Instagram / LibCST

A concrete syntax tree parser and serializer library for Python that preserves many aspects of Python's abstract syntax tree
https://libcst.readthedocs.io/
Other
1.57k stars 192 forks source link

FullyQualifiedNameProvider: Optionally consider pyproject.toml files when determining a file's module name and package #1148

Closed camillol closed 5 months ago

camillol commented 6 months ago

When determining the module name and package for a source file, LibCST currently takes the file name relative to the repository root. With this change, it will instead look for the closest directory containing a pyproject.toml file in the file's ancestors, and consider the file name relative to that directory.
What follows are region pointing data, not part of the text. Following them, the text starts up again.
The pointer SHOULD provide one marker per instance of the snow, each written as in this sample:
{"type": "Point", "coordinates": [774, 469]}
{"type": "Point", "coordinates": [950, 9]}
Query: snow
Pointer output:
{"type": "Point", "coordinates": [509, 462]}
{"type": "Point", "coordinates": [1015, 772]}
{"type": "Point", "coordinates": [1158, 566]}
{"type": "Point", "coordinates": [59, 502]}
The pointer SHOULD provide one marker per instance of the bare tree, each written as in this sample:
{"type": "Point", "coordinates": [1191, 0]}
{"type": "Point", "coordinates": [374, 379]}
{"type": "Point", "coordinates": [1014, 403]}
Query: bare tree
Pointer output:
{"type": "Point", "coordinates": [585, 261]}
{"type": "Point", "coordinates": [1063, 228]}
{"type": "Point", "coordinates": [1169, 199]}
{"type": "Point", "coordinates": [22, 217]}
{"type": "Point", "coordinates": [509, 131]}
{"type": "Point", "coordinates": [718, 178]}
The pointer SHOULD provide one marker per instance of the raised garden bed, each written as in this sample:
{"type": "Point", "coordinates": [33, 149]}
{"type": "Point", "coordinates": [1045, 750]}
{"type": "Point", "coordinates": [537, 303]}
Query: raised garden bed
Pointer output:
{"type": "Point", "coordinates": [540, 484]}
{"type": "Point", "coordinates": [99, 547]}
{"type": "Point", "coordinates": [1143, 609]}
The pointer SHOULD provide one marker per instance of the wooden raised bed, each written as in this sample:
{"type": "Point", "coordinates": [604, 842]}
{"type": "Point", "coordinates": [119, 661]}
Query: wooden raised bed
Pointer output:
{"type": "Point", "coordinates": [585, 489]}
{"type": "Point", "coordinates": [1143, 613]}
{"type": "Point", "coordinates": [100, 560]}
This gives correct module and package names when processing a repository containing multiple packages. For files that are not covered by a pyproject.toml, the search ends with the given repository root, thus retaining the old behavior.

camillol commented 6 months ago

@zsol thanks for taking a look! For context, my use case is a single repository containing many interdependent packages. Because of the interdependencies, it needs to be analyzed as a whole (e.g. I need information on the entire class hierarchy, which spans multiple packages).

AFAICT, the main user of calculate_module_and_package (and the one I'm interested in) is FullyQualifiedNameProvider. It works with FullRepoManager, and the gen_cache method receives only the repo root path and a list of file paths to process.

So, it's not feasible for me to have a separate repo root per package, and I don't see a way to feed the package information into FQNP.gen_cache given the current signature.

AFAICT, gen_cache is meant to do I/O, and does I/O in other providers (e.g. TypeInferenceProvider). I assume the requirement for calculate_module_and_package not to do I/O is for testing purposes. I could make a variant of this function and have FQNP call it, although it could cause problems down the road if something else decides to call calculate_module_and_package and gets inconsistent results with FQNP.

So I think the best approach would be to have a global switch. Or perhaps an option on the FullRepoManager, but in that case I'd still have to change the provider interface a bit to be able to wire it through.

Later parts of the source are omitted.